Dispuesto a mantenerme hundido en esta sensación de no estar a la altura de nada, el domingo por la noche, en uno de los domingos más horribles del año, húmedo, fresco y al que se le evaporaba el tiempo, vi Cafarnaúm. Es una película tristísima que tiene un comienzo increíble, en el sentido exacto de la palabra: un niño denuncia a sus padres por haberlo traído al mundo. Al escuchar a un chaval de 12 años hablar con esa franqueza al juez dan ganas de abandonar la sala. Dos horas después, se entiende porqué es así, que no era ninguna impostura gratuita del guion. Zain, el príncipe de la miseria, sonrió y en las filas de atrás los paquetes de pañuelos se abrieron como paraguas, los créditos tuvieron el eco de los pucheros. A mí, antes que las lagrimillas, me vinieron las tinieblas planteadas sobre la paternidad. Y esa duda cada vez más recurrente: ¿estaré alguna vez a la altura del esfuerzo de mis padres?
Cafarnaúm hace, en realidad, la pregunta a la inversa. El chaval anda por el mundo sin nada más que su odio a los progenitores pobres que le tocaron, analfabetos, incapaces de parar de tener hijos que no pueden mantener. “¿Cuántos hermanos tienes?”, le preguntan una vez al hombrecillo. “Muchos”, responde, como si hablara de un criadero de animales del que escapó.

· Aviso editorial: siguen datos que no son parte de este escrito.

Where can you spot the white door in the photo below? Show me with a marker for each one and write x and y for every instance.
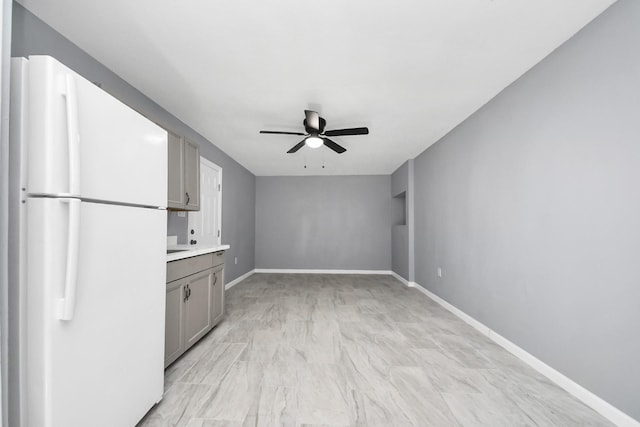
(84, 142)
(205, 226)
(103, 366)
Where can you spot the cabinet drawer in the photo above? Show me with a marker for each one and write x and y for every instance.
(184, 267)
(218, 258)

Viven pero no existen, incrustrados en lo más hondo de la sociedad, un ambiente en el que también hay jerarquías. Son los últimos de los últimos, a merced de las arenas movedizas de la supervivencia. Cuanto más manotean, más los atrapa un entorno que permanece impasible a la degradación. El resto de personas es un decorado que asiste a la vida sin capacidad para reaccionar, paralizado por la rutina de la vida de mierda: Cafarnaúm es una jungla de miserables observados por miserables. Contra todo eso se rebela el protagonista, cuestionándose la vida de otra forma: ¿estarán mis padres alguna vez a la altura de mi esfuerzo?
Nuestra generación vive en la duda eterna sobre salir o no de la adolescencia. Adultos con vida de quinceañeros conviven en un mundo con niños viejos que poseen pensamientos profundos sobre la ocurrencia de estar vivos, o al menos con las circunstancias que pueden crearlos, cuando vivir se convierte en un problema.

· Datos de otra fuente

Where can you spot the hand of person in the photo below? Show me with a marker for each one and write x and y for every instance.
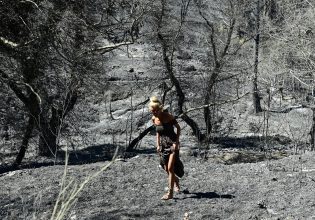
(175, 147)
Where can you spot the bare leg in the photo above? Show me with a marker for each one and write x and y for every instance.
(171, 177)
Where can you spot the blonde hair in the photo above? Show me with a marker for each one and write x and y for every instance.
(155, 103)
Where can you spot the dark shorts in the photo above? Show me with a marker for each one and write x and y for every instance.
(178, 165)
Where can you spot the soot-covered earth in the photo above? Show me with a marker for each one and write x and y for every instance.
(218, 184)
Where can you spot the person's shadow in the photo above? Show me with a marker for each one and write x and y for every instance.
(206, 195)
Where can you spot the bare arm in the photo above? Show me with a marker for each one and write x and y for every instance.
(158, 147)
(177, 127)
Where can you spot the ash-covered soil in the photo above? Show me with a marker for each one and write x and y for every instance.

A mí edad mis padres ya habían formado nuestra familia, ese artefacto que moldeó sus vidas en los mejores años. Soy el resultado de todas las horas invertidas en que fuese bien. Ellos, sin embargo, el producto de todos los desengaños porque, entiendo, marcan más que las satisfacciones. Supongo que será cuestión de biología hacer el idiota cuando viajo a casa y luego valorarlos al pisar de nuevo Madrid. Como si estuviéramos configurados para caer en la cuenta demasiado tarde en una carrera contrarreloj inversamente proporcional. Cuanto más seguro estás de que por fin eres un adulto, menos tiempo les queda. Para contrarrestrarlo he decidido empezar ya a echarlos de menos. A ver si así cambia algo.